While Shamim Ara certainly had interesting and important things to say about the parameters of Muslim men’s talaq privileges in India, the actual question presented by[4]—and holding in—this case pertained to a subtler set of issues.  Moreover, as this piece argues, the Supreme Court’s resolution of these subtler issues has surfaced important and deep dynamics in the Indian state’s self-identification.  In particular, the complicated dynamics of Shamim Ara illustrate the contemporary Indian state’s queasiness with divorce—and perhaps especially Muslim divorce—yet the simultaneous unwillingness of this state to make divorce completely unavailable.  This is especially the case when such a limiting move would open the self-consciously secular and modern Indian state[5] to accusations that it is out of step with other ‘modern peer states.’  In short, the argument here is that Shamim Ara is a case more about the complex maneuvers that the Indian state engages in for the purposes of being seen as secular and modern—especially as these characterizations relate to the general availability of divorce—than it is a case demonstrating the Indian state’s deep solicitude for Muslim women’s welfare.

The Indian state’s ambivalence towards divorce is something evident across India’s different religiously premised personal laws, and something which this piece will shortly discuss.  For now, however, a more detailed examination of what precisely transpired in Shamim Ara is in order.  Towards that goal, it is worth noting that the common characterization of Shamim Ara as a decisive victory for the interests of married Muslim women in India is not completely without foundation.  Prior to this 2002 decision, many of these women were at the complete mercy of their (Muslim) husbands’ divorce whims.  And indeed, seemingly responding to this tragic situation, the Supreme Court in this case did endorse previous lower court judgments limiting Muslim men’s talaq prerogatives.[6]  For example, in its opinion in this case, the Supreme Court quoted favorably from an earlier opinion of the Gauhati High Court[7] to the effect that “[t]he correct law of talaq as ordained by the Holy Quran is that talaq must be for a reasonable cause and be preceded by attempts at reconciliation between the husband and the wife by two arbiters—one from the wife’s family and the other from the husband’s; [only] if the attempts fail, talaq may be effected.”[8]

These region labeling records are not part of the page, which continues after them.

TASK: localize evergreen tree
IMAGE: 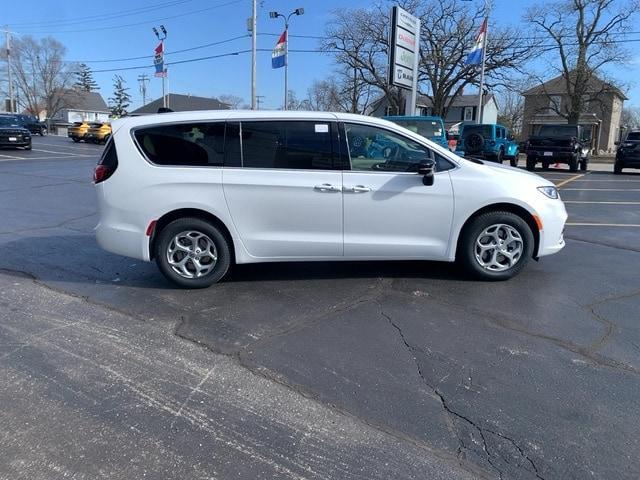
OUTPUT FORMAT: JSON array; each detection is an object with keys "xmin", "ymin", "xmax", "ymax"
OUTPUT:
[
  {"xmin": 109, "ymin": 75, "xmax": 131, "ymax": 117},
  {"xmin": 73, "ymin": 63, "xmax": 100, "ymax": 92}
]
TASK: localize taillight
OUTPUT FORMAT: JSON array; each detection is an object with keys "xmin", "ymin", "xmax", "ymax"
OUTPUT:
[
  {"xmin": 93, "ymin": 165, "xmax": 116, "ymax": 183},
  {"xmin": 93, "ymin": 138, "xmax": 118, "ymax": 184}
]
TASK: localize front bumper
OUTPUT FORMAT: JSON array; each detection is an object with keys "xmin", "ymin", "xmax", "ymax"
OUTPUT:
[
  {"xmin": 537, "ymin": 200, "xmax": 568, "ymax": 257},
  {"xmin": 527, "ymin": 150, "xmax": 578, "ymax": 163}
]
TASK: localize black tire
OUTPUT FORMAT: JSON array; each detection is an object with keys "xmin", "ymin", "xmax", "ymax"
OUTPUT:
[
  {"xmin": 569, "ymin": 155, "xmax": 578, "ymax": 172},
  {"xmin": 509, "ymin": 154, "xmax": 520, "ymax": 171},
  {"xmin": 456, "ymin": 211, "xmax": 535, "ymax": 281},
  {"xmin": 464, "ymin": 133, "xmax": 484, "ymax": 154},
  {"xmin": 155, "ymin": 217, "xmax": 231, "ymax": 288},
  {"xmin": 580, "ymin": 158, "xmax": 589, "ymax": 172},
  {"xmin": 527, "ymin": 155, "xmax": 536, "ymax": 172}
]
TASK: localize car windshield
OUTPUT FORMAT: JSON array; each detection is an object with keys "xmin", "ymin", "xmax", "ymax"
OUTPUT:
[
  {"xmin": 394, "ymin": 120, "xmax": 444, "ymax": 138},
  {"xmin": 0, "ymin": 117, "xmax": 20, "ymax": 127},
  {"xmin": 538, "ymin": 125, "xmax": 578, "ymax": 137},
  {"xmin": 460, "ymin": 125, "xmax": 492, "ymax": 139},
  {"xmin": 627, "ymin": 132, "xmax": 640, "ymax": 141}
]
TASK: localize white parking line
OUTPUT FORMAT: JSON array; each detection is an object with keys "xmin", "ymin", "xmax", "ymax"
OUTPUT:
[
  {"xmin": 562, "ymin": 188, "xmax": 640, "ymax": 192},
  {"xmin": 32, "ymin": 148, "xmax": 85, "ymax": 156},
  {"xmin": 565, "ymin": 222, "xmax": 640, "ymax": 228},
  {"xmin": 564, "ymin": 200, "xmax": 640, "ymax": 205},
  {"xmin": 556, "ymin": 173, "xmax": 587, "ymax": 188}
]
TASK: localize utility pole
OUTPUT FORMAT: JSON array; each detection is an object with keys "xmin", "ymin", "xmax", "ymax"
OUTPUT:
[
  {"xmin": 4, "ymin": 27, "xmax": 15, "ymax": 114},
  {"xmin": 138, "ymin": 73, "xmax": 149, "ymax": 105}
]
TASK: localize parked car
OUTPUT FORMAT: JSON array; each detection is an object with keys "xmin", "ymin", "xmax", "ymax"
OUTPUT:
[
  {"xmin": 613, "ymin": 130, "xmax": 640, "ymax": 173},
  {"xmin": 84, "ymin": 122, "xmax": 111, "ymax": 143},
  {"xmin": 384, "ymin": 115, "xmax": 449, "ymax": 148},
  {"xmin": 0, "ymin": 115, "xmax": 31, "ymax": 150},
  {"xmin": 456, "ymin": 123, "xmax": 520, "ymax": 167},
  {"xmin": 67, "ymin": 122, "xmax": 89, "ymax": 143},
  {"xmin": 527, "ymin": 123, "xmax": 590, "ymax": 172},
  {"xmin": 16, "ymin": 115, "xmax": 47, "ymax": 137},
  {"xmin": 94, "ymin": 111, "xmax": 567, "ymax": 288}
]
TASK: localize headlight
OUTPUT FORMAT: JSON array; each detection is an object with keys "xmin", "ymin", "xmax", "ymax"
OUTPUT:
[{"xmin": 538, "ymin": 185, "xmax": 560, "ymax": 200}]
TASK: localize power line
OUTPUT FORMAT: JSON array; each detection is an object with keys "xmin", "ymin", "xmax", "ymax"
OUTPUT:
[
  {"xmin": 7, "ymin": 0, "xmax": 193, "ymax": 28},
  {"xmin": 13, "ymin": 0, "xmax": 246, "ymax": 35},
  {"xmin": 68, "ymin": 34, "xmax": 251, "ymax": 63}
]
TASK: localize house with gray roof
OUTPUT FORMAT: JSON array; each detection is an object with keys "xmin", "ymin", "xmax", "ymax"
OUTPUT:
[
  {"xmin": 369, "ymin": 93, "xmax": 498, "ymax": 129},
  {"xmin": 50, "ymin": 90, "xmax": 111, "ymax": 125},
  {"xmin": 130, "ymin": 93, "xmax": 231, "ymax": 115}
]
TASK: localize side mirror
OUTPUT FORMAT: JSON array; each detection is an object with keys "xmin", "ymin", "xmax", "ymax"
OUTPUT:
[{"xmin": 418, "ymin": 159, "xmax": 436, "ymax": 187}]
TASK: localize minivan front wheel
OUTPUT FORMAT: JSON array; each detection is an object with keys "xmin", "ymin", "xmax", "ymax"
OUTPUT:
[
  {"xmin": 458, "ymin": 212, "xmax": 534, "ymax": 280},
  {"xmin": 155, "ymin": 218, "xmax": 231, "ymax": 288}
]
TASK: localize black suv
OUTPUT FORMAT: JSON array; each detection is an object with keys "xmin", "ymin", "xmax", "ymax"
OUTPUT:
[
  {"xmin": 613, "ymin": 130, "xmax": 640, "ymax": 173},
  {"xmin": 0, "ymin": 115, "xmax": 31, "ymax": 150},
  {"xmin": 526, "ymin": 123, "xmax": 590, "ymax": 172},
  {"xmin": 16, "ymin": 115, "xmax": 47, "ymax": 137}
]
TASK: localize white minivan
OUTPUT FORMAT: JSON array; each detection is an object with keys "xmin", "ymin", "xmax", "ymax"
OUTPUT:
[{"xmin": 94, "ymin": 111, "xmax": 567, "ymax": 288}]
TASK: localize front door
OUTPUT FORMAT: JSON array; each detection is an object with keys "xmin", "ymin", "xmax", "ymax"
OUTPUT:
[
  {"xmin": 343, "ymin": 124, "xmax": 454, "ymax": 260},
  {"xmin": 223, "ymin": 120, "xmax": 342, "ymax": 259}
]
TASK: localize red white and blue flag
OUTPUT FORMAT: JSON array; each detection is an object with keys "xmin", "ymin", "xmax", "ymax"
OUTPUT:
[
  {"xmin": 153, "ymin": 42, "xmax": 167, "ymax": 77},
  {"xmin": 271, "ymin": 30, "xmax": 287, "ymax": 68},
  {"xmin": 465, "ymin": 18, "xmax": 487, "ymax": 65}
]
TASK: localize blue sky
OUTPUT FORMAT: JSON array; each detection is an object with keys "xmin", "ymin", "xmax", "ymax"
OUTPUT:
[{"xmin": 2, "ymin": 0, "xmax": 640, "ymax": 108}]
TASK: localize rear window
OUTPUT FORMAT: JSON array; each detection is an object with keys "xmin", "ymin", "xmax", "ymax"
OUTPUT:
[
  {"xmin": 134, "ymin": 122, "xmax": 225, "ymax": 167},
  {"xmin": 460, "ymin": 125, "xmax": 493, "ymax": 138},
  {"xmin": 392, "ymin": 120, "xmax": 444, "ymax": 138},
  {"xmin": 242, "ymin": 121, "xmax": 333, "ymax": 170},
  {"xmin": 98, "ymin": 137, "xmax": 118, "ymax": 169}
]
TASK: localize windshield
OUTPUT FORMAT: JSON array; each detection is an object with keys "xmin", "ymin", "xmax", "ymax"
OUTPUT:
[
  {"xmin": 0, "ymin": 117, "xmax": 20, "ymax": 127},
  {"xmin": 393, "ymin": 120, "xmax": 444, "ymax": 138},
  {"xmin": 538, "ymin": 125, "xmax": 578, "ymax": 137},
  {"xmin": 627, "ymin": 132, "xmax": 640, "ymax": 141},
  {"xmin": 460, "ymin": 125, "xmax": 492, "ymax": 138}
]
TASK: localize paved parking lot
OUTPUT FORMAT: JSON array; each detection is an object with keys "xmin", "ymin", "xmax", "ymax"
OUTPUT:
[{"xmin": 0, "ymin": 137, "xmax": 640, "ymax": 479}]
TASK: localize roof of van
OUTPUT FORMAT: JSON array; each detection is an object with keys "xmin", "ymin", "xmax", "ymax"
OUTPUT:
[{"xmin": 113, "ymin": 110, "xmax": 398, "ymax": 128}]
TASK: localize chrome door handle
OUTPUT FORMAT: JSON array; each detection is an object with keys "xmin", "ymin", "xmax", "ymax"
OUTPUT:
[
  {"xmin": 313, "ymin": 183, "xmax": 342, "ymax": 192},
  {"xmin": 348, "ymin": 185, "xmax": 371, "ymax": 193}
]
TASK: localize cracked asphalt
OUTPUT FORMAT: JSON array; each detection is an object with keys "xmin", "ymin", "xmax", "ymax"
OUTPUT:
[{"xmin": 0, "ymin": 137, "xmax": 640, "ymax": 479}]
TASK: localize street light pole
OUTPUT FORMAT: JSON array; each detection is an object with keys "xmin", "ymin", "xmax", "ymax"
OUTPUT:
[
  {"xmin": 251, "ymin": 0, "xmax": 258, "ymax": 110},
  {"xmin": 4, "ymin": 27, "xmax": 15, "ymax": 115},
  {"xmin": 269, "ymin": 8, "xmax": 304, "ymax": 110}
]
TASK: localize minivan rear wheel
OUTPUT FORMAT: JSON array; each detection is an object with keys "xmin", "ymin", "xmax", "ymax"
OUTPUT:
[
  {"xmin": 458, "ymin": 211, "xmax": 534, "ymax": 280},
  {"xmin": 155, "ymin": 218, "xmax": 231, "ymax": 288}
]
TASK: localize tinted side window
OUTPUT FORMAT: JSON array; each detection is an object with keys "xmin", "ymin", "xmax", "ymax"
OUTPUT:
[
  {"xmin": 134, "ymin": 122, "xmax": 225, "ymax": 167},
  {"xmin": 345, "ymin": 123, "xmax": 432, "ymax": 172},
  {"xmin": 241, "ymin": 121, "xmax": 333, "ymax": 170}
]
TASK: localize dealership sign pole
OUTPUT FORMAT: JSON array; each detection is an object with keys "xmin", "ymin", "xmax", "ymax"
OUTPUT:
[{"xmin": 389, "ymin": 7, "xmax": 420, "ymax": 115}]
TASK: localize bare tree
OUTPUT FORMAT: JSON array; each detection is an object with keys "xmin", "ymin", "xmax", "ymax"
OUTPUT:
[
  {"xmin": 323, "ymin": 0, "xmax": 532, "ymax": 116},
  {"xmin": 525, "ymin": 0, "xmax": 640, "ymax": 123},
  {"xmin": 6, "ymin": 36, "xmax": 74, "ymax": 118},
  {"xmin": 620, "ymin": 107, "xmax": 640, "ymax": 129}
]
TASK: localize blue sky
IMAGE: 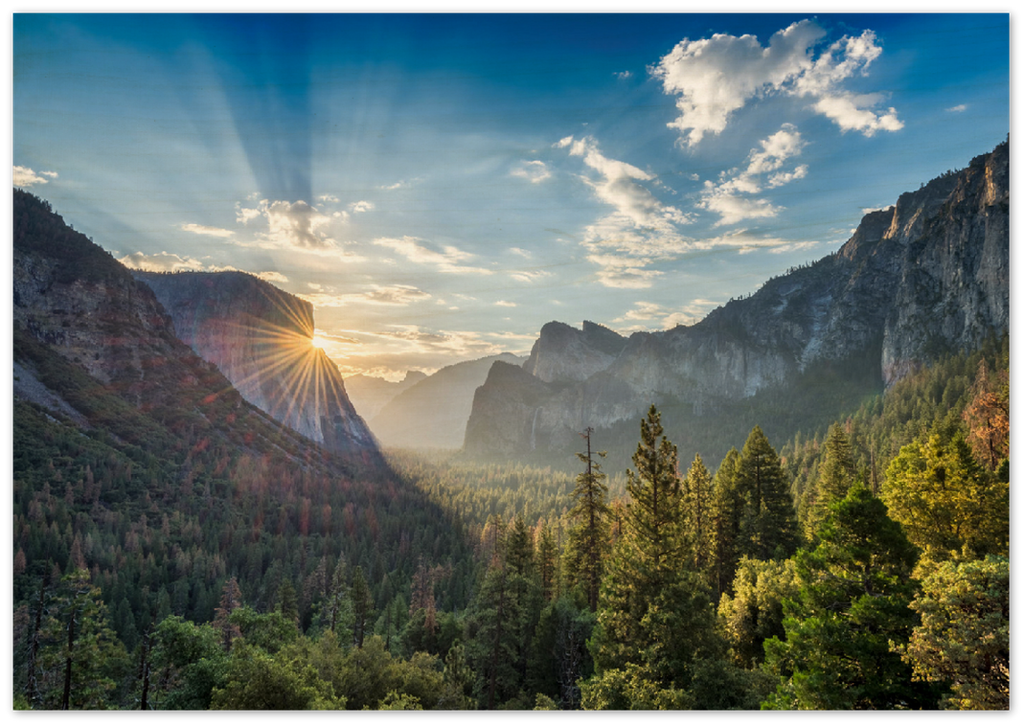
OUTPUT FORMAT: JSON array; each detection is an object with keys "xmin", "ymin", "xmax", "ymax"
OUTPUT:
[{"xmin": 12, "ymin": 13, "xmax": 1010, "ymax": 379}]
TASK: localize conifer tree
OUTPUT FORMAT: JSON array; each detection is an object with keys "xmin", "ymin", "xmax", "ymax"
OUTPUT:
[
  {"xmin": 680, "ymin": 454, "xmax": 715, "ymax": 583},
  {"xmin": 804, "ymin": 423, "xmax": 856, "ymax": 541},
  {"xmin": 213, "ymin": 577, "xmax": 242, "ymax": 652},
  {"xmin": 712, "ymin": 447, "xmax": 743, "ymax": 598},
  {"xmin": 351, "ymin": 566, "xmax": 374, "ymax": 648},
  {"xmin": 736, "ymin": 426, "xmax": 797, "ymax": 560},
  {"xmin": 583, "ymin": 406, "xmax": 722, "ymax": 708},
  {"xmin": 566, "ymin": 428, "xmax": 608, "ymax": 611},
  {"xmin": 39, "ymin": 569, "xmax": 127, "ymax": 711},
  {"xmin": 763, "ymin": 482, "xmax": 939, "ymax": 710}
]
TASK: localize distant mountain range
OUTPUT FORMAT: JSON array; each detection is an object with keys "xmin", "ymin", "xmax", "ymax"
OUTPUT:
[
  {"xmin": 345, "ymin": 352, "xmax": 524, "ymax": 449},
  {"xmin": 465, "ymin": 139, "xmax": 1010, "ymax": 458}
]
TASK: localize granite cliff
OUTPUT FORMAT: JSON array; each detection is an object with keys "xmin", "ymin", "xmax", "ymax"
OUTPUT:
[
  {"xmin": 464, "ymin": 140, "xmax": 1010, "ymax": 456},
  {"xmin": 370, "ymin": 352, "xmax": 522, "ymax": 449},
  {"xmin": 133, "ymin": 270, "xmax": 376, "ymax": 454}
]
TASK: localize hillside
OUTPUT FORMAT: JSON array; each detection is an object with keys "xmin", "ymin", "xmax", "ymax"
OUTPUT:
[{"xmin": 465, "ymin": 140, "xmax": 1010, "ymax": 471}]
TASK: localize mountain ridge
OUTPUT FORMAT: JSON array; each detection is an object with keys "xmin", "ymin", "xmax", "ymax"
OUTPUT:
[
  {"xmin": 132, "ymin": 269, "xmax": 376, "ymax": 454},
  {"xmin": 465, "ymin": 139, "xmax": 1010, "ymax": 457}
]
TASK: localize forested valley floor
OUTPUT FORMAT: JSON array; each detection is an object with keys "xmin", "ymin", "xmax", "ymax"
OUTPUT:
[{"xmin": 11, "ymin": 336, "xmax": 1010, "ymax": 711}]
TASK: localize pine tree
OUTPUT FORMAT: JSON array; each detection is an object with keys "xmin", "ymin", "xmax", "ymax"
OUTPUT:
[
  {"xmin": 736, "ymin": 426, "xmax": 797, "ymax": 560},
  {"xmin": 583, "ymin": 406, "xmax": 722, "ymax": 708},
  {"xmin": 804, "ymin": 423, "xmax": 856, "ymax": 541},
  {"xmin": 351, "ymin": 566, "xmax": 374, "ymax": 648},
  {"xmin": 763, "ymin": 482, "xmax": 938, "ymax": 710},
  {"xmin": 566, "ymin": 428, "xmax": 608, "ymax": 611},
  {"xmin": 39, "ymin": 569, "xmax": 128, "ymax": 711},
  {"xmin": 680, "ymin": 454, "xmax": 715, "ymax": 583},
  {"xmin": 712, "ymin": 447, "xmax": 743, "ymax": 598},
  {"xmin": 213, "ymin": 577, "xmax": 242, "ymax": 652}
]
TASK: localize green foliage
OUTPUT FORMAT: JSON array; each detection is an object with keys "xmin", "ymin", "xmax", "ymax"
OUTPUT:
[
  {"xmin": 763, "ymin": 483, "xmax": 938, "ymax": 710},
  {"xmin": 896, "ymin": 555, "xmax": 1010, "ymax": 710},
  {"xmin": 882, "ymin": 421, "xmax": 1010, "ymax": 562},
  {"xmin": 565, "ymin": 429, "xmax": 608, "ymax": 611},
  {"xmin": 583, "ymin": 408, "xmax": 724, "ymax": 709},
  {"xmin": 33, "ymin": 569, "xmax": 128, "ymax": 711},
  {"xmin": 150, "ymin": 615, "xmax": 228, "ymax": 711},
  {"xmin": 210, "ymin": 641, "xmax": 345, "ymax": 711},
  {"xmin": 718, "ymin": 557, "xmax": 799, "ymax": 669},
  {"xmin": 734, "ymin": 426, "xmax": 798, "ymax": 559}
]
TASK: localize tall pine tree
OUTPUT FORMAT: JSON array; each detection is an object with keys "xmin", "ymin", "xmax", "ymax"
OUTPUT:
[
  {"xmin": 583, "ymin": 406, "xmax": 721, "ymax": 708},
  {"xmin": 735, "ymin": 426, "xmax": 797, "ymax": 560},
  {"xmin": 566, "ymin": 428, "xmax": 608, "ymax": 611},
  {"xmin": 763, "ymin": 482, "xmax": 939, "ymax": 710}
]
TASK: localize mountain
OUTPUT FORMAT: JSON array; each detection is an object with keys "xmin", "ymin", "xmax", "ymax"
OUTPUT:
[
  {"xmin": 345, "ymin": 370, "xmax": 427, "ymax": 421},
  {"xmin": 11, "ymin": 188, "xmax": 470, "ymax": 622},
  {"xmin": 132, "ymin": 270, "xmax": 376, "ymax": 455},
  {"xmin": 465, "ymin": 139, "xmax": 1010, "ymax": 458},
  {"xmin": 370, "ymin": 352, "xmax": 523, "ymax": 449}
]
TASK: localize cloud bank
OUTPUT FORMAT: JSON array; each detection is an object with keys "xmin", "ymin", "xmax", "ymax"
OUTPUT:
[{"xmin": 648, "ymin": 20, "xmax": 903, "ymax": 146}]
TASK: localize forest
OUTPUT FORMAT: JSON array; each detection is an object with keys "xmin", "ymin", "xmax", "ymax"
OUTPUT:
[{"xmin": 11, "ymin": 334, "xmax": 1010, "ymax": 711}]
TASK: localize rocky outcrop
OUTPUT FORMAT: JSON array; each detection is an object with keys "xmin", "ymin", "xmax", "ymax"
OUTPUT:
[
  {"xmin": 345, "ymin": 370, "xmax": 427, "ymax": 422},
  {"xmin": 523, "ymin": 321, "xmax": 627, "ymax": 383},
  {"xmin": 370, "ymin": 353, "xmax": 522, "ymax": 449},
  {"xmin": 466, "ymin": 140, "xmax": 1010, "ymax": 455},
  {"xmin": 11, "ymin": 188, "xmax": 195, "ymax": 404},
  {"xmin": 133, "ymin": 271, "xmax": 376, "ymax": 454}
]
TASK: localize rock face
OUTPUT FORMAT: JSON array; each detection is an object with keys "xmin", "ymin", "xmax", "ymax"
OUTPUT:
[
  {"xmin": 465, "ymin": 140, "xmax": 1010, "ymax": 456},
  {"xmin": 11, "ymin": 188, "xmax": 195, "ymax": 404},
  {"xmin": 345, "ymin": 370, "xmax": 427, "ymax": 421},
  {"xmin": 133, "ymin": 271, "xmax": 376, "ymax": 454},
  {"xmin": 370, "ymin": 353, "xmax": 522, "ymax": 449}
]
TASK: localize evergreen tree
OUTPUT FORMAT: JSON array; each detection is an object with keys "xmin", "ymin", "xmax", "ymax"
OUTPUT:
[
  {"xmin": 278, "ymin": 579, "xmax": 299, "ymax": 627},
  {"xmin": 763, "ymin": 482, "xmax": 938, "ymax": 710},
  {"xmin": 351, "ymin": 566, "xmax": 374, "ymax": 647},
  {"xmin": 583, "ymin": 407, "xmax": 722, "ymax": 708},
  {"xmin": 37, "ymin": 569, "xmax": 128, "ymax": 711},
  {"xmin": 882, "ymin": 427, "xmax": 1010, "ymax": 562},
  {"xmin": 680, "ymin": 454, "xmax": 715, "ymax": 583},
  {"xmin": 566, "ymin": 428, "xmax": 608, "ymax": 611},
  {"xmin": 213, "ymin": 577, "xmax": 242, "ymax": 652},
  {"xmin": 735, "ymin": 426, "xmax": 797, "ymax": 560},
  {"xmin": 804, "ymin": 423, "xmax": 856, "ymax": 541},
  {"xmin": 711, "ymin": 447, "xmax": 743, "ymax": 598}
]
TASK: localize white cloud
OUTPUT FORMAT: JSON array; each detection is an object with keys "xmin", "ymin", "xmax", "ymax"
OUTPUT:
[
  {"xmin": 697, "ymin": 124, "xmax": 807, "ymax": 226},
  {"xmin": 374, "ymin": 237, "xmax": 493, "ymax": 274},
  {"xmin": 509, "ymin": 269, "xmax": 551, "ymax": 282},
  {"xmin": 611, "ymin": 299, "xmax": 716, "ymax": 332},
  {"xmin": 648, "ymin": 20, "xmax": 903, "ymax": 146},
  {"xmin": 10, "ymin": 166, "xmax": 57, "ymax": 186},
  {"xmin": 298, "ymin": 285, "xmax": 430, "ymax": 307},
  {"xmin": 256, "ymin": 271, "xmax": 288, "ymax": 285},
  {"xmin": 554, "ymin": 136, "xmax": 690, "ymax": 289},
  {"xmin": 118, "ymin": 252, "xmax": 212, "ymax": 271},
  {"xmin": 181, "ymin": 224, "xmax": 234, "ymax": 238},
  {"xmin": 509, "ymin": 161, "xmax": 551, "ymax": 183},
  {"xmin": 236, "ymin": 199, "xmax": 336, "ymax": 250}
]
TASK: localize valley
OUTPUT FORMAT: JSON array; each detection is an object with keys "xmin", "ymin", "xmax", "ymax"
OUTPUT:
[{"xmin": 11, "ymin": 140, "xmax": 1010, "ymax": 711}]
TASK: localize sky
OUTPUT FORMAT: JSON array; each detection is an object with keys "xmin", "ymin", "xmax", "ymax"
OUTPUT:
[{"xmin": 11, "ymin": 13, "xmax": 1010, "ymax": 380}]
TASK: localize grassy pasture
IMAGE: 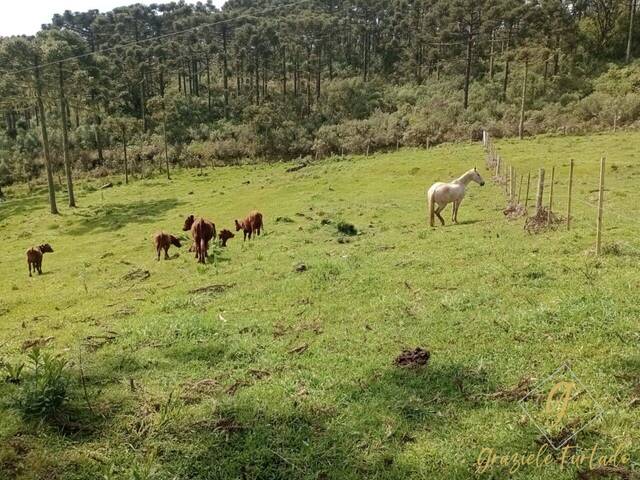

However, as well known as Shamim Ara is for its insistence that Muslim men’s exercise of talaq can no longer be completely unilateral, this common reading of Shamim Ara actually involves a misreading of sorts.  Indeed, as interesting as the Supreme Court’s favorable discussion of previous High Court cases putting checks and conditions on men’s exercise of talaq was, this discussion appears to be mostly dicta.  Moreover, the question posed to—and answered by—the Supreme Court in this case was not whether a capricious husband, with no intervention by mediators or arbiters, could effectively talaq his wife.  Rather, the precise question posed in this case was whether or not a Muslim husband’s written submissions to a state court indicating his clear desire to be divorced can—from the date of their filing in a state court—effectuate a talaq.  Put even more simply, the question posed to the Supreme Court in Shamim Ara was whether or not a Muslim husband could use state court procedures to effectuate what is otherwise normally a non-state pronouncement of talaq.  The Supreme Court ultimately answered ‘no’ to this question, reversing the lower courts which had heard Shamim Ara’s case prior to this case reaching the Supreme Court.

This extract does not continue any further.